Tutto ciò sembra essere molto distante dalle preoccupazioni delle forze politiche ed economiche che plasmano la cultura americana. Ma sotto questo aspetto gli americani non sono diversi da qualunque altro popolo: hanno una naturale disposizione verso l’unico vero Dio che cercano nella realtà, anche nelle circostanze che a prima vista possono apparire più sorde allo spirito. Infatti, ci può essere un anelito maggiore a vivere un’autentica esistenza spirituale entro una cultura autenticamente cattolica proprio dove il materialismo sembra più trionfare. La Chiesa è riuscita a sopravvivere nell’Impero romano e anche a diffondersi in ogni angolo del globo nei due millenni trascorsi, perché ha avuto fede nella Buona Novella.  Anche oggi c’è molta gente a Washington, la Roma del nostro tempo, in cerca della Verità in quelle che sembrano condizioni tutt’altro che favorevoli. I nostri due partiti politici, quello democratico e quello repubblicano,  sembrano entrambi mancare di una visione completamente cristiana, l’uno sacrificando i non-nati per calcolo politico gli altri  sposando una nozione di individualismo piuttosto cruda (sebbene il dibattito sulla riforma della sanità in America sia stato ben condotto dai politici pro-life di entrambi i partiti, per lo più cattolici).

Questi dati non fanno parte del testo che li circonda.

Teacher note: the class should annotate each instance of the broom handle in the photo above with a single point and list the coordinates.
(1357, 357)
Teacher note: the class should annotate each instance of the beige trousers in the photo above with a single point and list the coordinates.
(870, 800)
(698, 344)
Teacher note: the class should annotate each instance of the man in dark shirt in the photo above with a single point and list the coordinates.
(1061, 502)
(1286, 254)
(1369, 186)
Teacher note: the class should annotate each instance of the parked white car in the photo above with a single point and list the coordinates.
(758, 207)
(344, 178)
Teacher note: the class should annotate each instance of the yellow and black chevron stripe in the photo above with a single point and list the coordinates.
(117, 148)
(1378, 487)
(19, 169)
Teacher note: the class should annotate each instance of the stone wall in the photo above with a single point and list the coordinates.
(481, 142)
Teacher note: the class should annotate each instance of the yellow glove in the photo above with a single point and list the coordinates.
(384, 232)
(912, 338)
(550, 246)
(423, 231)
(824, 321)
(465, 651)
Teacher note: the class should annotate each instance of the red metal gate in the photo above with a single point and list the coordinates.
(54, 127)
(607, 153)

Già nel Diciannovesimo secolo, Tocqueville sottolineava come “gli uomini del nostro tempo siano per natura poco disposti a credere; ma quando hanno un animo religioso, essi trovano immediatamente in se stessi un istinto nascosto che li spinge inconsapevolmente nelle braccia del cattolicesimo […] I nostri discendenti tenderanno sempre più a dividersi in due sole fazioni: quelli che abbandonano del tutto la fede cattolica e quelli che vengono accolti nel seno della Chiesa di Roma”. Questa dinamica ha richiesto molto più tempo di quanto egli aveva previsto per mostrarsi, ma noi oggi possiamo vederne molti segnali, nell’amicizia tra evangelici e cattolici, come nell’ammirazione dei protestanti verso la testimonianza cristiana degli ultimi papi. Ma il successo in questi campi dipenderà dalla capacità del cattolicesimo di rimanere vitale e peculiarmente cattolico. Molti di noi credono che trovare un modo di preservare questa identità – questa fedeltà – nella nebbia delle società moderne, costituisca la sfida e l’esortazione ad essere cattolici nell’America di oggi.